Underneath the George Washington Bridge on Manhattan’s West Side is a small red lighthouse, which I first wrote about in this post.
This is the sort of charming eccentricity that warms a traveler’s heart. When I mentioned it to The Manhattanites, with whom I stay when visiting, they pointed out that a children’s book had immortalized this adorable structure, and had probably been instrumental in saving it from extinction.
Naturally, I tracked down the book.
It’s the tale of the existential angst felt by an outmoded technology shoved aside by newer, shinier things. As such, a tale for our times.
Inadvertently, though, the work also chronicles other by-gone technologies.
As with the best of books, this one transports the reader to a different world entirely.
There still are tug boats on the Hudson River, of course, but they aren’t exactly like this one.
Because the book was written in 1942, there’s a lot about character: pride, gratitude, the shame of comeuppance and, eventually, validation.
In a blurb on the back, the New York Herald Tribune is quoted as describing the book’s message as “Each to his own place, little brother”. Whew — what a message for the ages.
(Just for the record, I think they got it wrong. I think the real message is closer to “sometimes you can keep old, enchanting, things and have new, shiny, ones, too”. What kind of a message is “each to his own place” here in the good old USA, where everyone believes “place” is utterly mutable?)
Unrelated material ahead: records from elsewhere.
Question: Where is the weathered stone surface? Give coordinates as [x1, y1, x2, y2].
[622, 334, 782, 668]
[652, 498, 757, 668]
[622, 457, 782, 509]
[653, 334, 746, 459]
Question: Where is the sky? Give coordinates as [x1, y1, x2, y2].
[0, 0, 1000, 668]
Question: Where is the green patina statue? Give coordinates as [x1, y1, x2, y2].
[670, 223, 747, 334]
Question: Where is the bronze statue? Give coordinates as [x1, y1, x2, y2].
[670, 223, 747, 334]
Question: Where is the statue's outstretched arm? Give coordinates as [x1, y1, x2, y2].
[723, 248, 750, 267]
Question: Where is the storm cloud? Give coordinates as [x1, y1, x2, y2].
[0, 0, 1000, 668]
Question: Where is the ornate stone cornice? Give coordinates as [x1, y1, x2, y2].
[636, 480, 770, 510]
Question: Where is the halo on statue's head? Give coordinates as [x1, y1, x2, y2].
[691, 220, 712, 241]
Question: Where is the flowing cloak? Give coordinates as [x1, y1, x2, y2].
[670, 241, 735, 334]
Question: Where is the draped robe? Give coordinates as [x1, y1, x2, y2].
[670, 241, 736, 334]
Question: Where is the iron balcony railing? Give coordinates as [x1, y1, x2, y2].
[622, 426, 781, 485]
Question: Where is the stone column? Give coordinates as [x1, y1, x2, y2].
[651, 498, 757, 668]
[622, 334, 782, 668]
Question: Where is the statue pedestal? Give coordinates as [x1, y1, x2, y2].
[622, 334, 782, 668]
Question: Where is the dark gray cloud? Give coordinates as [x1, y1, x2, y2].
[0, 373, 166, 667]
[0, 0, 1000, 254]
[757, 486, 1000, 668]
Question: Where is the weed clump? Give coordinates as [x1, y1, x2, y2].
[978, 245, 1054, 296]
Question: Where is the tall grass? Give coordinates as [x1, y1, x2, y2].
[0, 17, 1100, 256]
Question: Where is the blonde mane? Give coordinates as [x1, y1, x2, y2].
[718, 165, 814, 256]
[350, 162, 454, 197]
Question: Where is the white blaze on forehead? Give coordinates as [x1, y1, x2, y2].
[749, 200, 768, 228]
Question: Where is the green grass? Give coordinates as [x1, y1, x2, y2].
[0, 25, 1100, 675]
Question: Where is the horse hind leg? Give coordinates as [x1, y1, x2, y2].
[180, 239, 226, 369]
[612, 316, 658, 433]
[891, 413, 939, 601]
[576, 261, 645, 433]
The book’s value now lies in the images capture of a by-gone time, which are as charming as the little lighthouse itself.
The images are also anthropomorphized, but far more subtly than is common today; the illustrator cleverly morphs, ever-so-slightly, the actual features of each object he draws.
Working in just three colors (red, blue, black, against the neutral background), the illustrator does a beautiful job of evoking mood. The author covers the little lighthouse’s inner turmoil, but also describes the building of the mighty bridge, and throws in a little gratuitous drama, just to keep the story moving, and to resolve the central question of the book: Can one small lighthouse find meaning in a world in which it is overshadowed, quite literally, by that which is newer and “better”?
You’ll have to read the book to find out: The Little Red Lighthouse and the Great Gray Bridge by Hildegarde H. Swift and Lynd Ward, ISBN 0-15-204573-2. This version is a “restored edition”, replicating the original, with notes about author, illustrator, and an overview of the history of the little red lighthouse, whose checkered history involves more than one flirtation with obsolescence.